Objectifs globaux de la création des AMP
D’après GARCIA et al. (2013), les objectifs spécifiques d’une AMP particulière dépendent de sa nature écologique, de son état de conservation, de son environnement socio-économique, de la démographie et de la volonté politique qui sous-tend sa mise en œuvre. ALBAN (2003) cités par WEIGEL et al., 2007) distingue trois principaux types d’objectifs dans la création des AMP que sont : (i) la préservation de la biodiversité, (ii) la viabilité de la pêche et (iii) la promotion des activités lucratives.
Objectifs bioécologiques
Au plan bioécologique, les effets de la mise en place des AMP sur les peuplements marins sont la préservation des espèces et de la biomasse, l’abondance des géniteurs, l’exportation de poissons vers l’extérieur de l’AMP (effet réserve), le retour à une structure démographique plus équilibrée des populations et la conservation des habitats essentiels aux effets attendus (AMAND, 2004). Néanmoins, pour PASQUAUD et LOBRY (2010), l’une des difficultés rencontrées pour évaluer l’efficacité des AMP tant en fonction d’objectifs écologiques que socio-économiques, réside dans la prise en compte pertinente des effets spatiaux. Ils précisent qu’un effet réserve positif est généralement caractérisé par la conjonction de trois effets distincts : l’effet refuge, l’effet tampon (par les fluctuations d’abondance saisonnières ou interannuelles qui sont moins marquées dans la réserve qu’en dehors) et l’effet de débordement. Ces trois objectifs disent-ils, doivent être identifiés pour bien évaluer l’efficacité de la mesure.

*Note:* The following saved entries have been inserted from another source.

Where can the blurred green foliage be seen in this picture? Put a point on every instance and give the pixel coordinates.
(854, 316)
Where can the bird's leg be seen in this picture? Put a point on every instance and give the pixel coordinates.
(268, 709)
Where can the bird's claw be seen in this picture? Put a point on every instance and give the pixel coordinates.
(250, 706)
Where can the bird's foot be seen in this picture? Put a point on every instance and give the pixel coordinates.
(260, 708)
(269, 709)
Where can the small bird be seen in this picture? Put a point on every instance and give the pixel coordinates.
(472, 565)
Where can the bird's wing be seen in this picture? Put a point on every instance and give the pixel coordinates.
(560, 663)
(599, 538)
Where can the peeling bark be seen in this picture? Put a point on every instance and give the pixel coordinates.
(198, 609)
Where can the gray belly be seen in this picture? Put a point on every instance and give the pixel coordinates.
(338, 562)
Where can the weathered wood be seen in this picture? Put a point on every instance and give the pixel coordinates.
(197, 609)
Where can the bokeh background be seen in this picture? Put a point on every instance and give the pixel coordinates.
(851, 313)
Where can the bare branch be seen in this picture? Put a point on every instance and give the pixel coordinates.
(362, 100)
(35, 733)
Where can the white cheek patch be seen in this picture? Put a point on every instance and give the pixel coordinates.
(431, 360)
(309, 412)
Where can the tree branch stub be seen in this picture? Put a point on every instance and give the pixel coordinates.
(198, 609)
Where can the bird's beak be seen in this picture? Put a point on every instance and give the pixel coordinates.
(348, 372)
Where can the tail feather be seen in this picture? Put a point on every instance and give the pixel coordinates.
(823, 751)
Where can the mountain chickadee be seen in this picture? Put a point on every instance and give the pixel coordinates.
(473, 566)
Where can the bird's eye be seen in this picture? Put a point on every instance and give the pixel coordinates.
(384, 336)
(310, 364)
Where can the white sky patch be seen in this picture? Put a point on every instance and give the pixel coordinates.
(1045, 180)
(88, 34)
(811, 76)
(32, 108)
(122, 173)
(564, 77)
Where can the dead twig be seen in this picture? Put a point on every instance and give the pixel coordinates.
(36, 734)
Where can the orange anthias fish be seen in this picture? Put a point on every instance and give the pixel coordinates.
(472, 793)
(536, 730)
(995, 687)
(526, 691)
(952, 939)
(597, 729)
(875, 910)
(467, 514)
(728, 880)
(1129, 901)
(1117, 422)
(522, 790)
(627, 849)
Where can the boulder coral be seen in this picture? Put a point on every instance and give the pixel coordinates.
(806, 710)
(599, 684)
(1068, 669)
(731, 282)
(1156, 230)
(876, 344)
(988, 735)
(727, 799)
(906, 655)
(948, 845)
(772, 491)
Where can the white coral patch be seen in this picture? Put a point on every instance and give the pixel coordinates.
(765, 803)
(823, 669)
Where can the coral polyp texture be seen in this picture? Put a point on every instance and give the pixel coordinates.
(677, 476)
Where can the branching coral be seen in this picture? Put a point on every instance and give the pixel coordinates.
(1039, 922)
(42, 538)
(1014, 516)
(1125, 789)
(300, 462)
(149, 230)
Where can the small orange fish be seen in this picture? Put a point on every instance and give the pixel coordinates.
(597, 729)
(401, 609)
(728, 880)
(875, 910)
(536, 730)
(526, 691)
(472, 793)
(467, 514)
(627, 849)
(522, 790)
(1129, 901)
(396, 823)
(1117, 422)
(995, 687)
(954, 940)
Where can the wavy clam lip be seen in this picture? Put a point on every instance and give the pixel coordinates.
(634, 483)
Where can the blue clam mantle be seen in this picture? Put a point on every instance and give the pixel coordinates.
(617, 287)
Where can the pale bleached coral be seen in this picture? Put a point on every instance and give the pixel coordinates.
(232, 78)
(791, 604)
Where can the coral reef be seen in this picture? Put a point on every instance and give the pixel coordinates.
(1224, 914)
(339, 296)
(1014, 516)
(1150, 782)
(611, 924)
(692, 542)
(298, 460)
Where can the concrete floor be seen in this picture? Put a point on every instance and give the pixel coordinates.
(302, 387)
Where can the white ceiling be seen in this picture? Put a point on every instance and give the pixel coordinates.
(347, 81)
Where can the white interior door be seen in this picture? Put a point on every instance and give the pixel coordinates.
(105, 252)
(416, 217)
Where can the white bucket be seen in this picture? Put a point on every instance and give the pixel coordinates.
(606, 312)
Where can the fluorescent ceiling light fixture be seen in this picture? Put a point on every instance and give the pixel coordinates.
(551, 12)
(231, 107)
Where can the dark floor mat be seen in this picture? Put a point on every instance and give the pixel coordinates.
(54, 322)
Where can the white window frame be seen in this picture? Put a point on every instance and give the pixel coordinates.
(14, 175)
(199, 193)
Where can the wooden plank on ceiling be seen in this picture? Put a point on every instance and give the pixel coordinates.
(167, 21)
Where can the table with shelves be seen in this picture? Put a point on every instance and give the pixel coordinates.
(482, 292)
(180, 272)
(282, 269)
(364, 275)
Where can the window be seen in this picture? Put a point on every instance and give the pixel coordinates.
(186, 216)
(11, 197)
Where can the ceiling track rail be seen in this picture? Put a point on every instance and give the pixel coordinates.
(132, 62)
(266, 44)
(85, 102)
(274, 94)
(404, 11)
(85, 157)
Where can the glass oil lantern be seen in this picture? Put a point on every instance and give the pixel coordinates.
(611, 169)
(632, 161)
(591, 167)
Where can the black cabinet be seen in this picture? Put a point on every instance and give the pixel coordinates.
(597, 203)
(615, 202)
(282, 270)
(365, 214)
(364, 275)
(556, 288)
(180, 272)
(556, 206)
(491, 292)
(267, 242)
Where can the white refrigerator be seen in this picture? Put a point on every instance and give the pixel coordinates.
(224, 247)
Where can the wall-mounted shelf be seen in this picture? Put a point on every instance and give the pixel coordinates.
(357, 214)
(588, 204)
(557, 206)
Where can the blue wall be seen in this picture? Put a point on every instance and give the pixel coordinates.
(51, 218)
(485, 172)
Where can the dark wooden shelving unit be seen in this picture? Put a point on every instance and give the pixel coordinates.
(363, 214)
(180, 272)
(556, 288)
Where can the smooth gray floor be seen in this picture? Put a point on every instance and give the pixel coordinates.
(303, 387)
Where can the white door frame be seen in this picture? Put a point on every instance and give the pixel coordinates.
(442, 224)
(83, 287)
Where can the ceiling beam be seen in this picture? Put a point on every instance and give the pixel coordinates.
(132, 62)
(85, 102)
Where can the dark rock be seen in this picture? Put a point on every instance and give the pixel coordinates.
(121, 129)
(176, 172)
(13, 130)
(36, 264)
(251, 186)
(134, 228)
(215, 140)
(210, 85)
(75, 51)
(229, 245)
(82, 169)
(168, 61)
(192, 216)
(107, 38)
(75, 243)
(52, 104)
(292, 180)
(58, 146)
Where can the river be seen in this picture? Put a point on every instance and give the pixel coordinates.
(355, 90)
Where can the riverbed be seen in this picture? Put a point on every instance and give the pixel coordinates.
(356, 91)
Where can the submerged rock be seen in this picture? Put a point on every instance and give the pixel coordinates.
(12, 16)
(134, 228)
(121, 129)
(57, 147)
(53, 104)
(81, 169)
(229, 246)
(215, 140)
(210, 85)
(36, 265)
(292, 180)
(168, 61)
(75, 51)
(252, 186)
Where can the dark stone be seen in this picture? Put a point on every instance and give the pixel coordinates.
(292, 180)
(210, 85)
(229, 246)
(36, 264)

Objectifs socio-économiques
Selon la FAO (2012), les AMP peuvent avoir des effets socio-économiques aussi bien positifs que négatifs. Ces effets peuvent être directs et indirects, sur les revenus, les possibilités de revenus, les migrations, les habitudes culturelles, les services écosystémiques contribuant ainsi à l’amélioration des conditions de vie des communautés résidentes. Du point de vue économique, une AMP représente un investissement de la société dans la conservation de son capital naturel (GARCIA et al., 2013). En ce qui concerne les effets sociaux, les trois principaux objectifs sont : réduire les conflits entre différents groupes d’usagers, améliorer la satisfaction des visiteurs et augmenter la connaissance à propos des écosystèmes marins et de la biodiversité (AMAND, 2004).
Objectifs de Gouvernance
Le terme gouvernance est conçu pour refléter l’élargissement des processus de décision publique de l’Etat aux représentants des sociétés civiles et du privé. Il se réfère aux processus de prise de décision, de définition d’objectifs, de responsabilité, d’organisation, d’évaluation des résultats (GARCIA et al., 2013). Globalement, on peut dire que la gouvernance de la pêche vise à contrôler les activités du secteur pour conserver les ressources marines et maintenir les services écosystémiques possibles (GARCIA et al., 2013). Pour la gestion des aires protégées, les spécialistes distinguent trois grands types de gouvernance : – la cogestion définie comme un accord de partenariat dans lequel les acteurs (pêcheurs, institutions, autres acteurs de la filière ou du territoire, ONG, chercheurs) partagent la responsabilité et l’autorité de la gestion d’une pêcherie ; – la gestion privée est extrêmement rare dans le domaine maritime mais existe pour les AMP. Dans ce cas, des profits peuvent être tirés des activités qui s’y déroulent et des réductions d’impôts et de taxes peuvent encourager ce type de gouvernance ; – la gestion dite fantôme est malheureusement la plus fréquente dans la pêche artisanale comme dans les AMP. Elle est caractérisée par un désintérêt de l’Etat (peu enclin à diriger) et un manque de cohésion sociale des groupes d’utilisateurs peu capables de s’organiser (GARCIA et al., 2013).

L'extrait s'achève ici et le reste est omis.